Bug 1169149

Summary: openssh sshd runs itself the unconfined_t SELinux security domain
Product: [Fedora] Fedora Reporter: dac.override
Component: opensshAssignee: Petr Lautrbach <plautrba>
Status: CLOSED NOTABUG QA Contact: Fedora Extras Quality Assurance <extras-qa>
Severity: unspecified Docs Contact:
Priority: unspecified    
Version: rawhideCC: jjelen, mattias.ellert, mgrepl, plautrba, tmraz
Target Milestone: ---   
Target Release: ---   
Hardware: Unspecified   
OS: Unspecified   
Whiteboard:
Fixed In Version: Doc Type: Bug Fix
Doc Text:
Story Points: ---
Clone Of: Environment:
Last Closed: 2015-03-02 12:30:18 UTC Type: Bug
Regression: --- Mount Type: ---
Documentation: --- CRM:
Verified Versions: Category: ---
oVirt Team: --- RHEL 7.3 requirements from Atomic Host:
Cloudforms Team: --- Target Upstream Version:
Embargoed:

Description dac.override 2014-11-30 19:21:48 UTC 
Description of problem:

sshd (temporarily) runs itself in the unconfined_t SELinux security domain if you log in as root with a stock fedora system.

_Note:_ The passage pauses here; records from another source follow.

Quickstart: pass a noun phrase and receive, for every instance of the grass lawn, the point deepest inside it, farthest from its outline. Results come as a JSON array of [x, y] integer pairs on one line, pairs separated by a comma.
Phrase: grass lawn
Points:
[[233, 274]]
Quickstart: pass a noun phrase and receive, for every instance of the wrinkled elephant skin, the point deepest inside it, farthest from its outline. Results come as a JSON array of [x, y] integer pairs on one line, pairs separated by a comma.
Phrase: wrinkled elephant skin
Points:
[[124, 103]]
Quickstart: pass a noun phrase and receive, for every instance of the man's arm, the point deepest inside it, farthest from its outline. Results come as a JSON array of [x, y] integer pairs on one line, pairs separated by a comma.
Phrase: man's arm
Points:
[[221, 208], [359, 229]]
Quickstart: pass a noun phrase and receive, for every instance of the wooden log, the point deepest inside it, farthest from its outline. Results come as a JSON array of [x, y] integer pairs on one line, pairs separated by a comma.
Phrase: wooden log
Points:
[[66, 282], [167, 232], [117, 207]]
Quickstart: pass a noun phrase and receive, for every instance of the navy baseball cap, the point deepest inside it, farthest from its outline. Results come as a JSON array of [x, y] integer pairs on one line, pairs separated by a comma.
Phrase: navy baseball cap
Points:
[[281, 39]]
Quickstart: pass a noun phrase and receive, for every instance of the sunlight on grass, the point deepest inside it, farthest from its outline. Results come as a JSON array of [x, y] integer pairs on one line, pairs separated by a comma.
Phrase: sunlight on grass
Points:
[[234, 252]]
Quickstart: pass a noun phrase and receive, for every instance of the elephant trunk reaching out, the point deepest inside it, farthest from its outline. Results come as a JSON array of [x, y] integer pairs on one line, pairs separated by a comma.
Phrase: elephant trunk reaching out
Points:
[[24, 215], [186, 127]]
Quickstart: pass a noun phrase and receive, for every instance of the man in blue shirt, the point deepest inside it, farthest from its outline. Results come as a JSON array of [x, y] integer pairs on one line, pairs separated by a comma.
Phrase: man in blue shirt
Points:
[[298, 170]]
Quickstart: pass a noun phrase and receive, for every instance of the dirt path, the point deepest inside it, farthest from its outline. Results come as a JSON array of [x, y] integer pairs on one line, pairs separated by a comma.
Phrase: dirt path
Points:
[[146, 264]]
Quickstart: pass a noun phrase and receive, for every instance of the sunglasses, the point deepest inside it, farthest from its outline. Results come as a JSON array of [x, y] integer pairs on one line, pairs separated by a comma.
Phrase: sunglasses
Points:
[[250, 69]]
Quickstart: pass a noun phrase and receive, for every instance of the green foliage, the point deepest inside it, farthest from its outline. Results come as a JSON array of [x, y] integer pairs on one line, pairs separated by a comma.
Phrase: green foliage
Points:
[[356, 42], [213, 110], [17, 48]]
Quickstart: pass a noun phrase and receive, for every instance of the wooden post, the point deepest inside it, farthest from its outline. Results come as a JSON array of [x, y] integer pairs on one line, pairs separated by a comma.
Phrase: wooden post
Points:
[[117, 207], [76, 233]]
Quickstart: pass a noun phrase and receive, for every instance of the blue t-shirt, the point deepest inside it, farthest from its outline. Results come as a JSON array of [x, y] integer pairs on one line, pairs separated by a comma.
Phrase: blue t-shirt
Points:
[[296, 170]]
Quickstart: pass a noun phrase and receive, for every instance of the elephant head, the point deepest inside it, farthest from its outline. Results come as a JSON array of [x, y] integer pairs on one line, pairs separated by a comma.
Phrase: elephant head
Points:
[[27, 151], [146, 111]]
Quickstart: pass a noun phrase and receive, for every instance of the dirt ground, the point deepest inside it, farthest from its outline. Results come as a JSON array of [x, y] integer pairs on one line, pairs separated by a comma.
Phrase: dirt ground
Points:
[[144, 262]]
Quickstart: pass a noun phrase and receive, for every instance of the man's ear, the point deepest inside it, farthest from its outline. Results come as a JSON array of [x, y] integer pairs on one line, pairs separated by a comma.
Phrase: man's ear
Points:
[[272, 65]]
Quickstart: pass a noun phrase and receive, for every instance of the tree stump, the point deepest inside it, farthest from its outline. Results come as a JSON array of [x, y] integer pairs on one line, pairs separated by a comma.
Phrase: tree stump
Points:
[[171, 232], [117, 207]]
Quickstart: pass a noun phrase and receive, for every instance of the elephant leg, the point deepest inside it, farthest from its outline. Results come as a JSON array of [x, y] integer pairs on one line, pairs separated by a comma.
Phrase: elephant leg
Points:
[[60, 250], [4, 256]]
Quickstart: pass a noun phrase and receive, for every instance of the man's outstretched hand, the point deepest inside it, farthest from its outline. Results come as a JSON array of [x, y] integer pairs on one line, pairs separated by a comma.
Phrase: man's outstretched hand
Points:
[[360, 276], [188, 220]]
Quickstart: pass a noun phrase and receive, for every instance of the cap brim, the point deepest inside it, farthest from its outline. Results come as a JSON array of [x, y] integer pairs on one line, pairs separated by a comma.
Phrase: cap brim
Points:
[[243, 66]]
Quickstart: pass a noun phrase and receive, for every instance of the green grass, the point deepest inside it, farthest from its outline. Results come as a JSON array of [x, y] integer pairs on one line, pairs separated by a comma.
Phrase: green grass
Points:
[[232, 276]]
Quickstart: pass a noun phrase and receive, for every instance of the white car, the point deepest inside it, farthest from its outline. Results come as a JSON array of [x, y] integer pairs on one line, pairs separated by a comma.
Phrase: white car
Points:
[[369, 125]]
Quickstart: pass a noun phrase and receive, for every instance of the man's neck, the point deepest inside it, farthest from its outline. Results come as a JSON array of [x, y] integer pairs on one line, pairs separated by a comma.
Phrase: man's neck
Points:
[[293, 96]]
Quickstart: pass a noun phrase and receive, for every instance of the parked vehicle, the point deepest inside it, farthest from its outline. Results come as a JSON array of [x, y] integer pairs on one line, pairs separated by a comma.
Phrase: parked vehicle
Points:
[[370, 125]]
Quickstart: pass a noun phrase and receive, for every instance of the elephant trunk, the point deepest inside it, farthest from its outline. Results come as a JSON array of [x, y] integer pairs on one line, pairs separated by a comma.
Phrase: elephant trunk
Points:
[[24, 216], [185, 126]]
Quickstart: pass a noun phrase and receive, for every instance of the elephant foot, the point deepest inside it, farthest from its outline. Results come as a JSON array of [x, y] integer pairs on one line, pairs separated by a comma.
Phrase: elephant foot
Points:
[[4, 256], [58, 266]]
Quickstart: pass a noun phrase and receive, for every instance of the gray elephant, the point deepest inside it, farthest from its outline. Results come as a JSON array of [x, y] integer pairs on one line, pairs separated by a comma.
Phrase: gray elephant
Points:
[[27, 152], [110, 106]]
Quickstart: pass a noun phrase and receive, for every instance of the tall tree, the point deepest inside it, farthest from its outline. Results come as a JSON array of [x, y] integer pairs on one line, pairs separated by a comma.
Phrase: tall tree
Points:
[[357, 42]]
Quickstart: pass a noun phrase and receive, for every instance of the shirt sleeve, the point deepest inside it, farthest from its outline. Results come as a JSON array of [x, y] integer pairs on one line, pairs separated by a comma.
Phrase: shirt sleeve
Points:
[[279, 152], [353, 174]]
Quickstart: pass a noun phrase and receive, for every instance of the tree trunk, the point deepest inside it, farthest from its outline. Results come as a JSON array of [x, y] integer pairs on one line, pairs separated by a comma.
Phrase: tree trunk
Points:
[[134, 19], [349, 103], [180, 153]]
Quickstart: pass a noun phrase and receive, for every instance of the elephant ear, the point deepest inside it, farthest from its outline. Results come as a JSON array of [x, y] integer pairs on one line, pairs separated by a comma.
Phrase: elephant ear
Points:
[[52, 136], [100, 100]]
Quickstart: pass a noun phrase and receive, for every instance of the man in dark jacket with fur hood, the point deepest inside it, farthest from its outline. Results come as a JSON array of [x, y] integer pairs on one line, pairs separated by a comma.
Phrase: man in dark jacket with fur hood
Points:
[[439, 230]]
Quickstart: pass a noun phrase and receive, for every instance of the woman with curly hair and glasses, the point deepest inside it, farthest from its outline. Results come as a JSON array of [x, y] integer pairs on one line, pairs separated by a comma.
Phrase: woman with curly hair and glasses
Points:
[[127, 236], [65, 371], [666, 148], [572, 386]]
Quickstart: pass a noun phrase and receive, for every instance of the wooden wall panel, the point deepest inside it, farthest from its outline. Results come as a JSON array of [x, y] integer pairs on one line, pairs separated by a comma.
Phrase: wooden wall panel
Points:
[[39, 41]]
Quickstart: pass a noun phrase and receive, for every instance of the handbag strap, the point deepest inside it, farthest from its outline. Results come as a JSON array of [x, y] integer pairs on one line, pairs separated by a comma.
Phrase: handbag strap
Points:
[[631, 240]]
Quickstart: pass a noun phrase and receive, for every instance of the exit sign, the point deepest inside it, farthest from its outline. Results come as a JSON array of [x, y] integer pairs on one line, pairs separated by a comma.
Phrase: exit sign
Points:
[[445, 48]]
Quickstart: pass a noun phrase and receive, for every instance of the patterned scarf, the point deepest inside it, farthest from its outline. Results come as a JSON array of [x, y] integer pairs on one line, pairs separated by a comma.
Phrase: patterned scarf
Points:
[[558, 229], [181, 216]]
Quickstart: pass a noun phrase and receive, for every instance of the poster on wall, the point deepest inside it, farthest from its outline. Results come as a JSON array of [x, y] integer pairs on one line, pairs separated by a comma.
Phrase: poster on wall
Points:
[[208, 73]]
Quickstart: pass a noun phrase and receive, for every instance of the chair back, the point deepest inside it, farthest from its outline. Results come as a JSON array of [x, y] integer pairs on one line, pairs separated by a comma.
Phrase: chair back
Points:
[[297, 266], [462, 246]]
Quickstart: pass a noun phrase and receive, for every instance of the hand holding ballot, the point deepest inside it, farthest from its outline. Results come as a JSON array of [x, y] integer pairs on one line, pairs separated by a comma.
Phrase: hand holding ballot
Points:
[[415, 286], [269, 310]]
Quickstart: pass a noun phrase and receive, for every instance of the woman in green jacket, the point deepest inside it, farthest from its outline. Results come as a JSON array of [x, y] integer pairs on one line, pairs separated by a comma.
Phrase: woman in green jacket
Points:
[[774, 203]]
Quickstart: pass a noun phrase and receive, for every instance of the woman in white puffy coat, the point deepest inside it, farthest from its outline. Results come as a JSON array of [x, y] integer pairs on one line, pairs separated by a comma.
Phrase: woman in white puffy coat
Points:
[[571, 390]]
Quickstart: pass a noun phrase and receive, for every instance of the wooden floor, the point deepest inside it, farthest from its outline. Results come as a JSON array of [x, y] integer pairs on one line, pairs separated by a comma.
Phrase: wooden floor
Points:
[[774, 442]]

Version-Release number of selected component (if applicable):

any

How reproducible:

cat >> mytest <<EOF
policy_module(mytest, 1.0.0)
gen_require(\` type unconfined_t; ')
auditallow unconfined_t self:process setexec;
EOF

make -f /usr/share/selinux/devel/Makefile mytest.pp
sudo semodule -i mytest.pp

log in as root with ssh

look in the audit.log for avc granted message

You should see a granted message.

See the comm="" field of the message. It should say "sshd"
See the scontext="" field of them essage. It should say "unconfined_i:unconfined_r:unconfined_t:s0-s0:c1023"

This proves that sshd atleast for a short while runs in the SELinux unconfined_t security domain

Actual results:

sshd runs unrestricted/unprotected

Expected results:

sshd runs restricted/protected
Comment 1 Jakub Jelen 2015-03-02 12:26:32 UTC 
You can see this also in pstree.

I don't think this is a bug, but feature. Even if you run ssh with non-root user, you get such pstree:

  ├─sshd,`system_u:system_r:sshd_t:s0-s0:c0.c1023' -D
  │   └─sshd,`system_u:system_r:sshd_t:s0-s0:c0.c1023'   
  │       └─sshd,`unconfined_u:unconfined_r:unconfined_t:s0-s0:c0.c1023'    
  │           └─bash,`unconfined_u:unconfined_r:unconfined_t:s0-s0:c0.c1023'
  │               └─pstree,`unconfined_u:unconfined_r:unconfined_t:s0-s0:c0.c1023' -aZh

which can be explained this way:
->(daemon)
  ->(privileged monitor)
    ->(user restricted child)
      ->(bash ...)

which is comparable to normal login session, but you miss the sshd server and monitor below:

  ├─login,`system_u:system_r:local_login_t:s0-s0:c0.c1023'     
  │   └─bash,`unconfined_u:unconfined_r:unconfined_t:s0-s0:c0.c1023'
  │       └─pstree,`unconfined_u:unconfined_r:unconfined_t:s0-s0:c0.c1023' -aZh

You have got "privileged" monitor, but child process is restricted by target user access rights. If it is root, you can't restrict it anyway. It is just unrestricted session.
Comment 2 Tomas Mraz 2015-03-02 12:30:18 UTC 
Yes, to change the context for the user session, the sshd process must be unrestricted.